Who, me? Welcome again to “Who, me?”, The Register’s Monday mess – because it tells readers tales of breaking things.

This week meet “Harvey” who told us a tale from 1986 when he worked for a company that decided Commodore 64 owners deserved a cheaper disk drive than the official model 1541.

Said drive was called the “SuperDrive 2000”* and was sold as being utterly compatible with the Commodore original, and better at a few things too. They were also rather cheaper.

But as Harvey told us, “Of course they weren’t 100 per cent compatible and angry customers sent the devices back.” A lot.

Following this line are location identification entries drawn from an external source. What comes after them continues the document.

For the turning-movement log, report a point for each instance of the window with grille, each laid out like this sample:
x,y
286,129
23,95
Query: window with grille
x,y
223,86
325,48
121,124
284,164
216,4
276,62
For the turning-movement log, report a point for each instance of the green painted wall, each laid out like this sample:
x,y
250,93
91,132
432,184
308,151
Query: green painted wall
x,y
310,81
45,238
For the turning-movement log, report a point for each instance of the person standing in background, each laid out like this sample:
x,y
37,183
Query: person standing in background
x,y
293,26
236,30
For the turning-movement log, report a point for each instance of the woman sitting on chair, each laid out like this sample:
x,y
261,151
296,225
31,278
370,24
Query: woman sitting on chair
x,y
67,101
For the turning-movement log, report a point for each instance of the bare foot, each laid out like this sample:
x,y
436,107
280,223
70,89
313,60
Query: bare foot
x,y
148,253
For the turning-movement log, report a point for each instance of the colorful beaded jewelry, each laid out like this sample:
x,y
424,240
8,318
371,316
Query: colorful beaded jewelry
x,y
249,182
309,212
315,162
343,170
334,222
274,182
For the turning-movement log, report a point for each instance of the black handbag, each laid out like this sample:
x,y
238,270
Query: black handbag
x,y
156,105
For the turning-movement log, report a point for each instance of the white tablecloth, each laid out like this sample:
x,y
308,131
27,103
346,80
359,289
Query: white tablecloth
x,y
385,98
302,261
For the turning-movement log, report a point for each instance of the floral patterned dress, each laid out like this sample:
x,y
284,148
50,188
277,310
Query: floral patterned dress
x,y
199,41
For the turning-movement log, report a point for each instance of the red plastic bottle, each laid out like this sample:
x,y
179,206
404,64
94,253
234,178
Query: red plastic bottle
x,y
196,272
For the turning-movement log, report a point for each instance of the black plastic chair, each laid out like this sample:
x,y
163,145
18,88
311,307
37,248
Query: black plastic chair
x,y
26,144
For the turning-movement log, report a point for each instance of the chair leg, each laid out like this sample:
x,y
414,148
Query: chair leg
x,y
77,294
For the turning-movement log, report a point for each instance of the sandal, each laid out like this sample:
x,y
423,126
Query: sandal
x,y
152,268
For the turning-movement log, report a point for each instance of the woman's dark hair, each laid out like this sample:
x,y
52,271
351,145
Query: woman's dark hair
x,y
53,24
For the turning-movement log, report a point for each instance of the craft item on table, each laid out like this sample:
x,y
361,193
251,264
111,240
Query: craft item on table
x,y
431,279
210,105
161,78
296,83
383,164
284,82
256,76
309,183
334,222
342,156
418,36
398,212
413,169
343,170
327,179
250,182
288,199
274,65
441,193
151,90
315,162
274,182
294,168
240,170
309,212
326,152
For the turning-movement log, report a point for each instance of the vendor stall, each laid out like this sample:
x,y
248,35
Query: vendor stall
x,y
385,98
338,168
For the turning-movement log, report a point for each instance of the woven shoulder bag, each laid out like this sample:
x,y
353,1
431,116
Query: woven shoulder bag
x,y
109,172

“This lead to a huge problem,” Harvey told us, “because we had a ton of these drives, but couldn’t move them due to compatibility issues.”

Eventually the company’s owner acted: Harvey saw him walk in “with some computer guy who placed on my desk a tube of chips and a Promenade C-64 EEPROM burner.”

You guessed it: Harvey was told to burn legitimate 1541 ROMs into Electrically Erasable Programmable Read-Only Memory (EEPROM) and then install the EEPROMs into the SuperDrive 2000 disk drive.

“That’s illegal,” Harvey protested, but his boss said everything was fine and he should just get on with things.

So Harvey did and found that “once the copied ROM was placed into the Enhancer, the drive worked 100 per cent like a 1541.”